我添加了一个隐含的,:. 您xup[i]正在索引第一个维度。但这只是大小 1。在创建时,它是大的第二维。 xup[0,i]是正确的索引。
Why is xup2d with the (1,120) shape? Why not the same shape as x(which I assume is (120,))? xup = np.zeros(len_x).
为什么xup2d 是 (1,120) 形状?为什么形状不一样x(我假设是 (120,))? xup = np.zeros(len_x).

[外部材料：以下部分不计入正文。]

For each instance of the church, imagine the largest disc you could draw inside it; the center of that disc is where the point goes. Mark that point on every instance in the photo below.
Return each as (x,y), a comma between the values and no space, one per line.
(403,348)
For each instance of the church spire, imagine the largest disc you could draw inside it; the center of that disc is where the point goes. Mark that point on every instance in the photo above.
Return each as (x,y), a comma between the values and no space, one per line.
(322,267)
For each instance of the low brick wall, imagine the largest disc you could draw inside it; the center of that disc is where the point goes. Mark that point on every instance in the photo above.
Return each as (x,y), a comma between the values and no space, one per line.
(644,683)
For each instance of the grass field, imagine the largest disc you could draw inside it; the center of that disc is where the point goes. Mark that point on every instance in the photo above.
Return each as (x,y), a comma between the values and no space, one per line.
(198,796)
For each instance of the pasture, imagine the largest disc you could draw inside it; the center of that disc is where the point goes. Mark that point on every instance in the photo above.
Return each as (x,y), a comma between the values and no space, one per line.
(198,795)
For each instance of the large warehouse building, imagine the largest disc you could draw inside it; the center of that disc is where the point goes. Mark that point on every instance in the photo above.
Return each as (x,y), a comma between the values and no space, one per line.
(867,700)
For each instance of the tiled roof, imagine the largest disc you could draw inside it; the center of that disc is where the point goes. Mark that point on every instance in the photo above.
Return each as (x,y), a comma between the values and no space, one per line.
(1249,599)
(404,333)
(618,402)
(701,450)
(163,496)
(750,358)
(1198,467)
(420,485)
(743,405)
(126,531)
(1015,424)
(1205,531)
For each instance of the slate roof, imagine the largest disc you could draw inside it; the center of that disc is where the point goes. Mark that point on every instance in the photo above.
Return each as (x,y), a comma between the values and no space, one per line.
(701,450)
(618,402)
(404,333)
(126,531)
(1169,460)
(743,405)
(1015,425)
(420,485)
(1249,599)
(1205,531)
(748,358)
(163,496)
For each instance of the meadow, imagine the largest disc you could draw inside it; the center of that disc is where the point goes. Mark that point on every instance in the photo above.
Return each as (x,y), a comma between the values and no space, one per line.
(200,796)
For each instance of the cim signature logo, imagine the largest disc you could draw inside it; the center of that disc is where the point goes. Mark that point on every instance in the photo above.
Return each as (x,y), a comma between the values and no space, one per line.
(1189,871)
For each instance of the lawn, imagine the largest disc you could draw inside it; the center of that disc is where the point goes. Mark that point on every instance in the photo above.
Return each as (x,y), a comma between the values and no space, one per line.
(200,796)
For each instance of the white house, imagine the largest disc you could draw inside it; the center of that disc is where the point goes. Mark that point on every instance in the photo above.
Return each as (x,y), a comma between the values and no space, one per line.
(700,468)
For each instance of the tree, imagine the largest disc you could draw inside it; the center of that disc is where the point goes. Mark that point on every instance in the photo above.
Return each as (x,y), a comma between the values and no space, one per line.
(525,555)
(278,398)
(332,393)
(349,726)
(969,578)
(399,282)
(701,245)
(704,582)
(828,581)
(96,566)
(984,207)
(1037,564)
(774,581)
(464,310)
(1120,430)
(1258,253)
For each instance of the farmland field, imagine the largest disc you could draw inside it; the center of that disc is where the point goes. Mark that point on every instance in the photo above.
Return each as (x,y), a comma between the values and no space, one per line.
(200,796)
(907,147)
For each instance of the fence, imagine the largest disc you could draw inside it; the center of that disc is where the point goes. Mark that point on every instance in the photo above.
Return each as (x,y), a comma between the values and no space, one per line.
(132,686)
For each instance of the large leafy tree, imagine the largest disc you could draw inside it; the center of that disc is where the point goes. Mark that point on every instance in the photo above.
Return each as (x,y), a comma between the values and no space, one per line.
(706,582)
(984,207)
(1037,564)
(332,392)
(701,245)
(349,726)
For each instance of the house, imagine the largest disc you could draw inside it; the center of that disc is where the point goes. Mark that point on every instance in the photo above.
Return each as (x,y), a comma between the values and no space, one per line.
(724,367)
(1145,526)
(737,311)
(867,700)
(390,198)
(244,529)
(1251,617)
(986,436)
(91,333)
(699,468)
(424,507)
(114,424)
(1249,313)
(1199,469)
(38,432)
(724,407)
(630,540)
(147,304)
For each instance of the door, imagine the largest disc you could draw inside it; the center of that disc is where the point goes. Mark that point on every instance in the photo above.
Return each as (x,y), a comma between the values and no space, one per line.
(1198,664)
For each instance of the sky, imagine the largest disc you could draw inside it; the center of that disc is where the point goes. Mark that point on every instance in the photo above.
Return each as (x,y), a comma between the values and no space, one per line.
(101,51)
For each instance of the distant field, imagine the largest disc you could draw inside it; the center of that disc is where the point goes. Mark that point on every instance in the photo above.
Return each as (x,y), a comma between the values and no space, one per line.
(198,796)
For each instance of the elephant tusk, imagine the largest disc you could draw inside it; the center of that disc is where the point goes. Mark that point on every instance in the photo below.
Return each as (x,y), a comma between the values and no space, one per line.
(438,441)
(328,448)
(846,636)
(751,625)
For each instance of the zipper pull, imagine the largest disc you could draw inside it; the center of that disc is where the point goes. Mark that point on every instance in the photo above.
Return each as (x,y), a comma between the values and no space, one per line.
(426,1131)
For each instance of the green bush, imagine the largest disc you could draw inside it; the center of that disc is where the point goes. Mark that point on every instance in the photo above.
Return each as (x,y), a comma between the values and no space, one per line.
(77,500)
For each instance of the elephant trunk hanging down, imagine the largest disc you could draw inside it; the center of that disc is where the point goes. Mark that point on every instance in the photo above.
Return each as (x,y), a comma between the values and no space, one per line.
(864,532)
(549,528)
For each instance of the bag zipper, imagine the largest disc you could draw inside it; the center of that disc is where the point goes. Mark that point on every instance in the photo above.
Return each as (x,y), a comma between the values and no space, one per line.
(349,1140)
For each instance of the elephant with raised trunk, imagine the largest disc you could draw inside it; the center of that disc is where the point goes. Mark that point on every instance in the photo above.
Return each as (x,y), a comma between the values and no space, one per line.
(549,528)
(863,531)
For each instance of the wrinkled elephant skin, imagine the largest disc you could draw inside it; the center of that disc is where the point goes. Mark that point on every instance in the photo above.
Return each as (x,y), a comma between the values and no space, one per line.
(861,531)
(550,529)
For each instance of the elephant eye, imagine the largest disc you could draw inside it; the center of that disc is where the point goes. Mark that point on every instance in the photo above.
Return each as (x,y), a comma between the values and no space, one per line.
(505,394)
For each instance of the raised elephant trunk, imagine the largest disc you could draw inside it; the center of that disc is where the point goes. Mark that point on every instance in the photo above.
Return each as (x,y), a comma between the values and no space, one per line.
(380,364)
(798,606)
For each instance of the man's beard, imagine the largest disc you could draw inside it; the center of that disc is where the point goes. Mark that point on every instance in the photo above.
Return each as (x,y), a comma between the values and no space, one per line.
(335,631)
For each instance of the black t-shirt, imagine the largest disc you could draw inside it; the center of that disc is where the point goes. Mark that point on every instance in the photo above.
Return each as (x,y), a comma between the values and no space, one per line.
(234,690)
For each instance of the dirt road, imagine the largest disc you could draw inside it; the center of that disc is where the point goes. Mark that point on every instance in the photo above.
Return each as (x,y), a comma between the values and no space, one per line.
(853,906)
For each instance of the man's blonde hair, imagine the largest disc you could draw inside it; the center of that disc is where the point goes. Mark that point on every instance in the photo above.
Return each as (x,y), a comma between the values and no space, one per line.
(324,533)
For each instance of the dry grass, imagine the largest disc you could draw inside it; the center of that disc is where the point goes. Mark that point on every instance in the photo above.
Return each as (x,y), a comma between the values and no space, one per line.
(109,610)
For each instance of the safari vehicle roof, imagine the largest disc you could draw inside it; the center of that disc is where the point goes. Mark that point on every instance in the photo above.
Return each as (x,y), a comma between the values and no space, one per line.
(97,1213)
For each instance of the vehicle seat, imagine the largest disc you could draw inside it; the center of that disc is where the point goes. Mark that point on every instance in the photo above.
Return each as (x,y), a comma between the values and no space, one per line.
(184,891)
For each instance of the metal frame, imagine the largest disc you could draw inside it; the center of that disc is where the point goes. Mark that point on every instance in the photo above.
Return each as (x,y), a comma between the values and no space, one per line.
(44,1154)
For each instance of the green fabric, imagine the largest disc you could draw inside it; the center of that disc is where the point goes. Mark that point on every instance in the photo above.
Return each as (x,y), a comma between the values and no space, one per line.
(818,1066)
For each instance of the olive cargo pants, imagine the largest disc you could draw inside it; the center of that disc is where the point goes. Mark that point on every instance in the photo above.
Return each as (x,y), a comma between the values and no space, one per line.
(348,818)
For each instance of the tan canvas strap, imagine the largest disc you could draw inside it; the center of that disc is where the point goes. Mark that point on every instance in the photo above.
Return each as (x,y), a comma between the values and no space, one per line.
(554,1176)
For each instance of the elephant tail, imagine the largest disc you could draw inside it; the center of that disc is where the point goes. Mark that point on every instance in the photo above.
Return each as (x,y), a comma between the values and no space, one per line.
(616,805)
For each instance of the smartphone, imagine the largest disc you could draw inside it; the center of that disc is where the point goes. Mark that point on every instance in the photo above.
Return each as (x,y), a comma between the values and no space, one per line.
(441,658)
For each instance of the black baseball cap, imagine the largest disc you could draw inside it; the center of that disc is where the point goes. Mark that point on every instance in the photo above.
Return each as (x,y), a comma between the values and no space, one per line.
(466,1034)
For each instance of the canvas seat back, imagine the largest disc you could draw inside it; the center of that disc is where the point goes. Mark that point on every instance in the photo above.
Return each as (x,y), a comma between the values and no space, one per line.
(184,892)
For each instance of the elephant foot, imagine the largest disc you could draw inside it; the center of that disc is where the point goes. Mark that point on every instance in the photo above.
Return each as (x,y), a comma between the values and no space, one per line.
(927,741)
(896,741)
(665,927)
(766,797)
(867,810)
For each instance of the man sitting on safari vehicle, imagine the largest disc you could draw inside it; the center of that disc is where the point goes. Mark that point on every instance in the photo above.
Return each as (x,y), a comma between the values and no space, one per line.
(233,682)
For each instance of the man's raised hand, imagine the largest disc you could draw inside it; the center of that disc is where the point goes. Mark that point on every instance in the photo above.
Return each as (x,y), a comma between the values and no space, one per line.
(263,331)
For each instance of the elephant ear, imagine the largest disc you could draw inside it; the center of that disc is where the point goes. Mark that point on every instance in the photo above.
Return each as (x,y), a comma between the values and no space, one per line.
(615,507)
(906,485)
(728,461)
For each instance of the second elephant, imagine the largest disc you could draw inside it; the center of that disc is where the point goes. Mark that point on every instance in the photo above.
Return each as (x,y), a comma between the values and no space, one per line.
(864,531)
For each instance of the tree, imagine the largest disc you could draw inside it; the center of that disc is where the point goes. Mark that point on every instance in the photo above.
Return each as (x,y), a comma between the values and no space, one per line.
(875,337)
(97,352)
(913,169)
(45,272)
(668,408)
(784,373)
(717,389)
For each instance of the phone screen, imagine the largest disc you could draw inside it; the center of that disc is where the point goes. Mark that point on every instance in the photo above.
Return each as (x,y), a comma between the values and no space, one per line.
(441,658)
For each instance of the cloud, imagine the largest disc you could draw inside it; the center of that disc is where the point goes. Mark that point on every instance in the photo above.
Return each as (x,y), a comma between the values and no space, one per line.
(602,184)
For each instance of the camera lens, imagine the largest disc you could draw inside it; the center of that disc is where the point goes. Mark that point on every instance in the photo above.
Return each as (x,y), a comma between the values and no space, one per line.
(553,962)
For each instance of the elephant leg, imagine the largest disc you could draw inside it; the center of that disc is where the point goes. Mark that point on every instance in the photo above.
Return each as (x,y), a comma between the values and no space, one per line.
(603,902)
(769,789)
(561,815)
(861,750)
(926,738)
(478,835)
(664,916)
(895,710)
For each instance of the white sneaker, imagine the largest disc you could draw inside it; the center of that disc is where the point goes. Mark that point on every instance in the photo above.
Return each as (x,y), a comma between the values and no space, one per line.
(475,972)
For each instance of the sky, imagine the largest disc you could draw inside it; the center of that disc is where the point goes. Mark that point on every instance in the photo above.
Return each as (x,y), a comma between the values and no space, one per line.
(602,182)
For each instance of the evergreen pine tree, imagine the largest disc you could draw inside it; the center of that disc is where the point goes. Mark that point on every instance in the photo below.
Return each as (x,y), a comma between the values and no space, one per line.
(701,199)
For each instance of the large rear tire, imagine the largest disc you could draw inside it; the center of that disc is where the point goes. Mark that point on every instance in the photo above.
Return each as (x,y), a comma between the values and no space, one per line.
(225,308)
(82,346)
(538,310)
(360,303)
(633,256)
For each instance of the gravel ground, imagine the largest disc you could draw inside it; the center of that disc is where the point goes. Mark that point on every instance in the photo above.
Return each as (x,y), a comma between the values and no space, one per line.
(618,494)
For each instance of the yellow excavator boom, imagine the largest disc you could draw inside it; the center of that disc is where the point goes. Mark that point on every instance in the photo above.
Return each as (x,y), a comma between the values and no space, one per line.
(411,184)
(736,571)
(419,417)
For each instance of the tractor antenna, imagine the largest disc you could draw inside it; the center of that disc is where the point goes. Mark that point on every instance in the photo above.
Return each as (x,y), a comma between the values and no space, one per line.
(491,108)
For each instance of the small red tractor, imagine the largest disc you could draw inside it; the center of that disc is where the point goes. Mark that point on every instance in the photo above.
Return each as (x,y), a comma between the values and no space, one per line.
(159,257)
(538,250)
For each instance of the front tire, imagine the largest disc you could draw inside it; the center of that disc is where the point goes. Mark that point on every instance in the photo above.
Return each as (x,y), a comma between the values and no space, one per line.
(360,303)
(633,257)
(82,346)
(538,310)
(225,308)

Better yet use a proper numpyarray calculation:
更好的是使用适当的numpy数组计算:
xup = (x-mean)**2
However this xuphas the shape (100,), the same as x.
然而,它xup的形状为 (100,),与x.
You are already using np.mean(x)which operates on the whole of x. Operators like -and **do so as well.
您已经在使用np.mean(x)which 对整个x. 运营商喜欢-和**这样做很好。
(Earlier I'd suggested using np.zeros_like(x), but then realized that it would create an integer array like x. Assigning float values from the calculation to that would give problems. When doing an assign and fill loop you need to pay attention to both the shape and dtype of target array.)
(此前我已经使用建议np.zeros_like(x),但后来意识到,这将创建一个整数数组一样x。从计算分配浮点值,这将产生问题。如果做一个分配和填充循环中,您需要注意的形状和两个D型目标数组。)